Should be instock now if you act quick.


----------



## Mt Spokane Photography (Sep 25, 2012)

They went out of stock while it was in my cart. Just seconds ago. Bummer!
I'm wondering if the Canon e-mail I received was sent out a few minutes before they actually appeared in the store. I had not considered that.


----------



## brianleighty (Sep 25, 2012)

Mt Spokane Photography said:


> They went out of stock while it was in my cart. Just seconds ago. Bummer!
> I'm wondering if the Canon e-mail I received was sent out a few minutes before they actually appeared in the store. I had not considered that.


Canon's emails are consistently delayed a few minutes past my script.

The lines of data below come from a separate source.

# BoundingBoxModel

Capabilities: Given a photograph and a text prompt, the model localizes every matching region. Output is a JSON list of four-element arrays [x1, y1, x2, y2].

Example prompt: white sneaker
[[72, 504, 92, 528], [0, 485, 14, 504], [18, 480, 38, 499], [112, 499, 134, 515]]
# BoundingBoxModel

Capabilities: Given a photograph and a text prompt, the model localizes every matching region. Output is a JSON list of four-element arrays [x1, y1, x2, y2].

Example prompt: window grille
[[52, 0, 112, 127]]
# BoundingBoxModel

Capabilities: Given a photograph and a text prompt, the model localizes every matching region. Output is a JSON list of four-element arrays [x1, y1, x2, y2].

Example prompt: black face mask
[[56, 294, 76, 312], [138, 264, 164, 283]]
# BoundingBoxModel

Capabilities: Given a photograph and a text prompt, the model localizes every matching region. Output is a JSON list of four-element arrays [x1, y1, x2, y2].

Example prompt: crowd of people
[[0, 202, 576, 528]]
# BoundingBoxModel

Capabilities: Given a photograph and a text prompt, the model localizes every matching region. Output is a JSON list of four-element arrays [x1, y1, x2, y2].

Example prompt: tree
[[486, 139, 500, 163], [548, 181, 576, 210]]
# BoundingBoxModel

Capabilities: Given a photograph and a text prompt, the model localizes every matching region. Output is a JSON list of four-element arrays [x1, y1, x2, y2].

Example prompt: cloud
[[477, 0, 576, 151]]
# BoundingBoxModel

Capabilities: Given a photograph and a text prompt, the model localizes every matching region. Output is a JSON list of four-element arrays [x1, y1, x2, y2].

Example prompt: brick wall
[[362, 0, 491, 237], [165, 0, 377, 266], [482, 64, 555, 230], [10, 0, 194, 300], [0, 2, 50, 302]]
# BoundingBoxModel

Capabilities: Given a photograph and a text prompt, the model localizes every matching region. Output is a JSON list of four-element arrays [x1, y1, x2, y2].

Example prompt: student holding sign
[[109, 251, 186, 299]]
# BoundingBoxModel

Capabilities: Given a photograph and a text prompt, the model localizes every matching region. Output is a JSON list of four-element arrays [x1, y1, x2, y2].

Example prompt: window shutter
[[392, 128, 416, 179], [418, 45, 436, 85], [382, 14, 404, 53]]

Not sure why though.

Anyways update on canonpricewatch's tracker:

Alright so I setup a bunch of notifications this morning with the canonpricewatch site. It might be a little early to call it but looks like my service is still quicker than theirs. The first one I had setup with both was for the Canon 24-70. I never got an email from canonpricewatch and if you look on the tool it says its been out of stock for 8 hours. However I did get an email from my script. It was instock as of 8:15 EST but was out of stock by the time my script ran again 5 minutes later. My guess is their script didn't check Canon's store during the time it was instock thus no alert.

The second alert I got was for the Canon 70-200 IS ii. I did get an alert from canonpricewatch on this one. However it didn't come until 3 minutes after my script. Right around the time my script sent me an email saying the lens was out of stock again. With as quick as these products are going out of stock, I think I might need to switch to checking more often. Perhaps every 2 minutes maybe.


----------



## Mt Spokane Photography (Sep 25, 2012)

They still show in stock in the store, but you can no longer add to the cart. My cart has one in it, but I can't check out, it gives a no loonger available message.
At the low price, I think some are buying the max number allowed to resell.


----------



## brianleighty (Sep 25, 2012)

Alright another update, Canonpricewatch beat mine by a minute this time. I'm changing it to check every 2 minutes now. We'll see how well that works now.


----------



## brianleighty (Sep 25, 2012)

Another update. I've had 3 or 4 alerts come through where my alert is consistently 3 minutes faster than canonpricewatch. Which is considerable since that's about the length of time the products are in stock for. I'm really surprised how often Canon is adding stock to the store. This is a real blow out sale they got going on. Wish I had some more money but the wifey says no


----------